Citable No. 29: TTAB Reverses "BOX SOLUTIONS" 2(d) Refusal, but Affirms Disclaimer Requirement of "SOLUTIONS"

Applicant Box Solutions Corp. won a split decision in its appeal from the PTO's refusal to register the mark BOX SOLUTIONS & Design (below left) for "computer hardware, namely, communication servers." The Board reversed the 2(d) refusal, finding Applicant's mark not likely to cause confusion with the registered mark BOX & Design (below right) for "computers and computer peripherals;" but the Board affirmed the PTO's requirement of a disclaimer of the word SOLUTIONS. In re Box Solutions Corp., 79 USPQ2d 1953 (TTAB 2006).
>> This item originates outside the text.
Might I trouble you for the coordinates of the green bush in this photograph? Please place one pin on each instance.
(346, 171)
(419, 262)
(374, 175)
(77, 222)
The Board first considered the disclaimer issue. Examining Attorney Nicholas K.D. Altree relied on "a sampling" of 106 third-party registrations in which SOLUTIONS is disclaimed when used for computer goods. Applicant argued that SOLUTIONS "is not directly indicative of the particular qualifying properties of the product." The Board took judicial notice of a dictionary definition of SOLUTIONS -- "An application of computers and software to a particular problem" -- which confirmed its conclusion that SOLUTIONS is descriptive of Applicant's goods and must be disclaimed.

Turning to the 2(d) issue, the Board noted that the identification of goods in the cited registration is not limited, and therefore its "computers" must be considered to encompass Applicant's communications servers. Likewise, the Board presumed an overlap in trade channels and normal classes of purchasers.
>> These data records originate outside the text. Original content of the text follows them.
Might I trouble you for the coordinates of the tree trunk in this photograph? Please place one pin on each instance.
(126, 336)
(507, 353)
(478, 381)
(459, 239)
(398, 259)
However, the Board also found that applicant's communications servers are normally marketed to "persons with a high degree of knowledge and familiarity concerning the goods," and thus the "common purchasers for applicant's and registrant's goods must be considered sophisticated."

As to the marks, Applicant relied on "several" third-party registrations in asserting that the term BOX for computer goods is "very weak." The Board went along: "we find the evidence persuasive to show that BOX is a weak term in the computer industry in that it signifies a computer or computer related device." The Board also took judicial notice of two computer dictionary entries defining "box" as slang for a computer or for hardware.
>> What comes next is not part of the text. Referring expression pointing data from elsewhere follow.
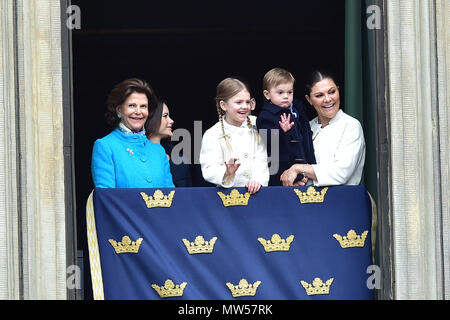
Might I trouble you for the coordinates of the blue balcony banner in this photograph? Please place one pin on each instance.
(283, 243)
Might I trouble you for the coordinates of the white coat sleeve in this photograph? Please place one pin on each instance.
(261, 169)
(348, 158)
(212, 160)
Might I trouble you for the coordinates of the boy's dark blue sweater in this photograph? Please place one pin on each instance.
(296, 145)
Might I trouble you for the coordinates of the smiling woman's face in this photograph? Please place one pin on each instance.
(134, 111)
(324, 97)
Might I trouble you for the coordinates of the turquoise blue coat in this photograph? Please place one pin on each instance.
(122, 160)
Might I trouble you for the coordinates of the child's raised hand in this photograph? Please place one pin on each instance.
(285, 123)
(253, 186)
(232, 166)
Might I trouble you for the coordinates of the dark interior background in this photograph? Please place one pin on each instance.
(184, 49)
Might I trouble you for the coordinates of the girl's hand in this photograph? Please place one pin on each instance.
(288, 177)
(301, 182)
(232, 166)
(253, 186)
(285, 123)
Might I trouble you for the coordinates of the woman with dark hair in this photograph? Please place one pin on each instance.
(338, 139)
(125, 158)
(159, 130)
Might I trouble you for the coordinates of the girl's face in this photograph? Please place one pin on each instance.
(324, 97)
(237, 108)
(134, 111)
(165, 129)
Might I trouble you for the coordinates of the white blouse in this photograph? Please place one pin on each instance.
(340, 151)
(245, 146)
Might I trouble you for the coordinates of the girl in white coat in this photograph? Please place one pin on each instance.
(232, 153)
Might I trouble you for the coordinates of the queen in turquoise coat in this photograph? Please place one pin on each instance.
(125, 158)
"These definitions confirm that the term BOX is, at a minimum, highly suggestive of computers and we accord this term a very narrow scope of protection. Therefore, we cannot say, due to its highly suggestive nature, that BOX dominates over the prominent design in registrant's mark. Registrant's stylistic design of what appears to be a monitor with an antenna-like check mark, stands in stark contrast to applicant's highly stylized mark which consists of the phrase BOX SOLUTIONS with the word BOX depicted with white slash marks cutting through it. Thus the marks have substantially different appearances and commercial impressions."

The Board found the differences in the marks to outweigh the similarities: "[s]ophisticated purchasers ... would readily understand the meaning of BOX for computers and would not assume that the goods came from a common source simply on the basis of the word BOX appearing in both marks."

The Board therefore reversed the 2(d) refusal, but allowed applicant thirty days to submit the required disclaimer.

TTABlog comment: Sorry, but I don't buy the Board's 2(d) reasoning. The case was a much closer call than the Board made it out to be. The evidence that BOX is a weak mark was pretty feeble, and given that the word "BOX" is the part of the registered mark that would be spoken, it seems to me that BOX is the dominant portion of that mark. As to Applicant's mark, with SOLUTIONS (which appears in much smaller letters) disclaimed, BOX is surely the dominant portion. Since, as the Board recognizes, marks are not to be compared in a side-by-side fashion, are the design elements really that important here? Moreover, assuming arguendo that the word BOX is a weak formative, the Board has often said the even weak marks are entitled to protection. And the Board also has often said that even sophisticated purchasers are not necessarily sophisticated vis-a-vis trademarks. In my book, BOX and BOX SOLUTIONS are confusingly similar, the differing designs notwithstanding.